# Why are some people so opinionated?



## Jack&Gill (28 March 2015)

I have lived by the rule, 'If its not a welfare issue or you've not been asked your opinion it's none of your business.' Is this wrong? Yes, I'm asking for your thoughts! It just seems the world over people feel the need to inject their opinion whether asked for or not. Just wondering if I'm the only one who keeps their opinions to themselves. It's not easy sometimes but I think it's the makings of a happy yard, yes?


----------



## peaceandquiet1 (28 March 2015)

Was on livery once for a summer and got lots of unwanted opinions, also lots of unwanted interference when a pony wouldn't load at a show recently-agree people should butt out.


----------



## SpringArising (29 March 2015)

I'm 50/50 on this. 

Sometimes people need a perspective from a different angle. If I can see that someone has been trying to load a pony without success for over an hour, then yes, I probably would say something and ask if I could help in any way.

At a show a couple of months ago I could see someone I vaguely knew (real classic case of all the gear and no idea) struggling big time. I went over to her after watching her whip and PC-kick the horse (who was four at the time) for around ten minutes and asked her if she wanted me to just lead the horse past on foot with her still on-board. She quickly and quite rudely shot me down and I didn't even get a 'Thanks for the offer'. 

Some people do need help but refuse to accept it.


----------



## Ponycarrots (29 March 2015)

That's why I can't stand livery yards


----------



## skint1 (29 March 2015)

I don't mind people having opinions, I have enough of my own, I don't always share them though because above all I want the yard to be pleasant, we all spend a lot of leisure time there. It's when they insist that their way is the only way or they bang on and on about something and have no interest in what anyone else has to say


----------



## skint1 (29 March 2015)

or they treat or speak to people in a way that would upset them if the situation were reversed


----------



## debserofe (17 April 2015)

If a situation is dangerous to the horse, i.e., a welfare issue that needs reporting, then I would report it, but if someone was struggling I would not offer to help as then it is your fault if you can't.  If someone asks for my help, I will try to help.  Sometimes it is a case of just a different way of doing something and therefore 'interference' is not required.


----------



## Jack&Gill (21 April 2015)

Good to know I'm not alone on this one.
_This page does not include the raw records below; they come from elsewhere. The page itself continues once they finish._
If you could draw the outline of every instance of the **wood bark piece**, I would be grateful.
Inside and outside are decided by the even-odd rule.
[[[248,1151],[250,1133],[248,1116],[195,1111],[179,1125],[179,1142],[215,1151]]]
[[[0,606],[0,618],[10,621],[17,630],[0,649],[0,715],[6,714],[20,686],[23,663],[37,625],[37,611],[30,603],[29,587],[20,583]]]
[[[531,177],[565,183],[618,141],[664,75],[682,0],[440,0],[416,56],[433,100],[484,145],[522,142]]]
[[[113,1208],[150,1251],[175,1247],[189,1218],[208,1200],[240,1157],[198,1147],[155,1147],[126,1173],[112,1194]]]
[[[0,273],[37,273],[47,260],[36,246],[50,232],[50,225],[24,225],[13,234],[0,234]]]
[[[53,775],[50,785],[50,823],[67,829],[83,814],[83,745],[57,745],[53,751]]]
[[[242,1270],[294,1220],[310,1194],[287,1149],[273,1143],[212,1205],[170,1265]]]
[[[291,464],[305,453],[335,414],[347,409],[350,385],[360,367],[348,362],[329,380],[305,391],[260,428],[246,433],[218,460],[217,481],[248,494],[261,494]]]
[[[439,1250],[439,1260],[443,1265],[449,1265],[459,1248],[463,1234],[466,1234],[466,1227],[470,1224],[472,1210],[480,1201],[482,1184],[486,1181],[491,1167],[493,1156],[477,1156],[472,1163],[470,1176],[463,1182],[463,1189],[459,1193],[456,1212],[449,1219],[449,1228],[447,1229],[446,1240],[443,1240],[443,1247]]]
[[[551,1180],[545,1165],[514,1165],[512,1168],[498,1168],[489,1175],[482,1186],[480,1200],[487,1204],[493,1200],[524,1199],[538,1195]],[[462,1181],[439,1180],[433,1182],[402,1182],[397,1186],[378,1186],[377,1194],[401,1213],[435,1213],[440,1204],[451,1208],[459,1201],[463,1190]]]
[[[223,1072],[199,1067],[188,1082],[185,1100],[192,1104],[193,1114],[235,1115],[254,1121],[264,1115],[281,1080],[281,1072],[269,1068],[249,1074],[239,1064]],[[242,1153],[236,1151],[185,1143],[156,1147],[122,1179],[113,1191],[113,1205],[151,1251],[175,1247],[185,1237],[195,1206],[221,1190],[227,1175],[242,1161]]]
Obviously welfare issues are another matter altogether. I generally find,if people really want help or a second opinion, they ask the people they trust and who's opinion matters to them on a personal level. No one gains respect or trust by barking orders and lording it above everyone else over the smallest matters.


----------



## _GG_ (22 April 2015)

Those who shout the loudest usually know the least. 

Well...at least, they are usually those who want to know about something, read a few books or google results and think themselves experts on the topic. The people with real, genuine knowledge are usually far more graceful and will only get involved, quietly, if they feel there is a danger or risk to horse or human involved.


----------



## HaffiesRock (22 April 2015)

I keep my mouth shut unless asked. 

I left my last livery yard as the YO and one livery in particular (made up about 85% of the horses on the land) just had no clue and I couldn't bite my tongue at their stupidity any longer. I drove past the old yard yesterday, It was a beautiful day, the windows were down and my car told me it was 18 outside yet all the horses were in heavy full neck rugs? This is purely down to the YO never being around and her leaving her 4 horses in the care of the livery who turns up when she can be bothered, sits around smoking and gossiping while the horses melt.


----------



## Jack&Gill (24 April 2015)

_GG_ I think you've nailed it. I'm a young adult and there are a few teenage girls on our yard who get orders barked at them from other liveries. Its sad because I remember being that kid. The girls horses are well and happy so why not let them enjoy themselves! That's a very sad story HaffiesRock. Poor horses.


----------